Slazinger se pavoneó de haber publicado once novelas y la trató con condescendencia, porque ella era una aficionada.
—La gente se piensa que cualquiera puede ser escritor —dijo con ligera ironía.
—No me digas que es delito intentarlo —dijo ella.
—Es un delito pensar que es fácil —contestó él—. Pero si de verdad eres una persona seria, te darás cuenta en seguida de que es la cosa más difícil que hay.
—Especialmente si no tienes absolutamente nada que decir —continuó ella—. ¿No crees que ésta es la principal razón por la que la gente lo encuentra tan difícil? Si saben escribir frases enteras y saben usar un diccionario, ¿no es ésa la única razón por la que encuentran que escribir es difícil: que no saben nada y que no les importa nada?

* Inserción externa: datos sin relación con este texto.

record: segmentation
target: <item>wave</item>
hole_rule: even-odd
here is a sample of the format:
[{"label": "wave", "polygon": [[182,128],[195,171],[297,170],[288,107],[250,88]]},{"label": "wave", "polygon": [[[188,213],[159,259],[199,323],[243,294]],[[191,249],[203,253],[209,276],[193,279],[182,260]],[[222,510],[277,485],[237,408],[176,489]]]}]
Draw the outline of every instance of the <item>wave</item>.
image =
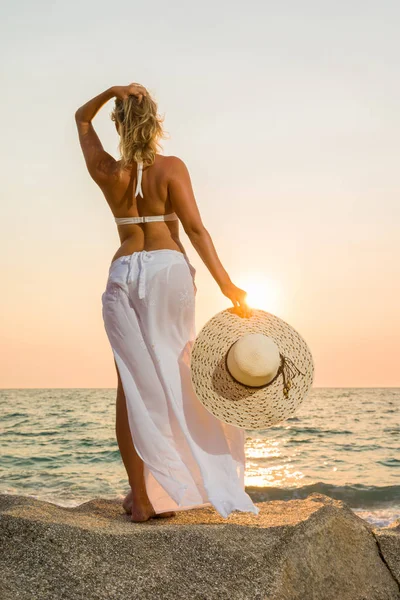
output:
[{"label": "wave", "polygon": [[335,500],[342,500],[351,508],[382,507],[384,505],[400,506],[400,485],[367,486],[354,484],[338,486],[319,481],[298,488],[246,486],[246,492],[254,502],[302,500],[317,492]]}]

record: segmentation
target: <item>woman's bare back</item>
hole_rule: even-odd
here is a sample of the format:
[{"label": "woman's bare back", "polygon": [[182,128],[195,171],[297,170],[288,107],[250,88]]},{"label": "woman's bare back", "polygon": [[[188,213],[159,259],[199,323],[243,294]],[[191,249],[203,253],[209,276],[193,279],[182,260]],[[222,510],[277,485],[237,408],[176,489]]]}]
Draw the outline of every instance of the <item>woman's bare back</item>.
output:
[{"label": "woman's bare back", "polygon": [[[137,164],[133,163],[129,170],[121,169],[121,163],[117,161],[109,182],[102,186],[114,217],[141,217],[174,212],[169,189],[174,160],[174,156],[156,154],[153,165],[143,168],[143,198],[141,195],[135,198]],[[168,248],[185,252],[179,240],[178,220],[115,226],[118,228],[121,246],[112,261],[141,250]]]}]

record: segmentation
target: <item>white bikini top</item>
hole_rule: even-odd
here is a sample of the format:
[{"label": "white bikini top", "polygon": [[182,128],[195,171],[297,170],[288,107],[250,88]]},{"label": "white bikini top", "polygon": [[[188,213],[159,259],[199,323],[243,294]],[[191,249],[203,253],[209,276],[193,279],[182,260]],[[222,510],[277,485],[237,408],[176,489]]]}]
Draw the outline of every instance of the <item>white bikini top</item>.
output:
[{"label": "white bikini top", "polygon": [[[137,163],[137,185],[135,190],[135,198],[140,194],[143,198],[142,192],[142,177],[143,177],[143,163]],[[148,217],[115,217],[117,225],[130,225],[131,223],[149,223],[151,221],[176,221],[178,215],[176,213],[169,213],[168,215],[150,215]]]}]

Entonces Slazinger le robó una frase al escritor Truman Capote, que murió hace cinco años, y que tenía una casa a sólo unos kilómetros al oeste de aquí:
—Creo que estás hablando de mecanografiar, y no de escribir.
Ella identificó inmediatamente la fuente de su agudeza:
—Truman Capote —dijo.
Slazinger se salvó por los pelos.
—Como todo el mundo sabe.
—Si no tuvieras una cara tan amable —dijo ella—, sospecharía que te estabas riendo de mí.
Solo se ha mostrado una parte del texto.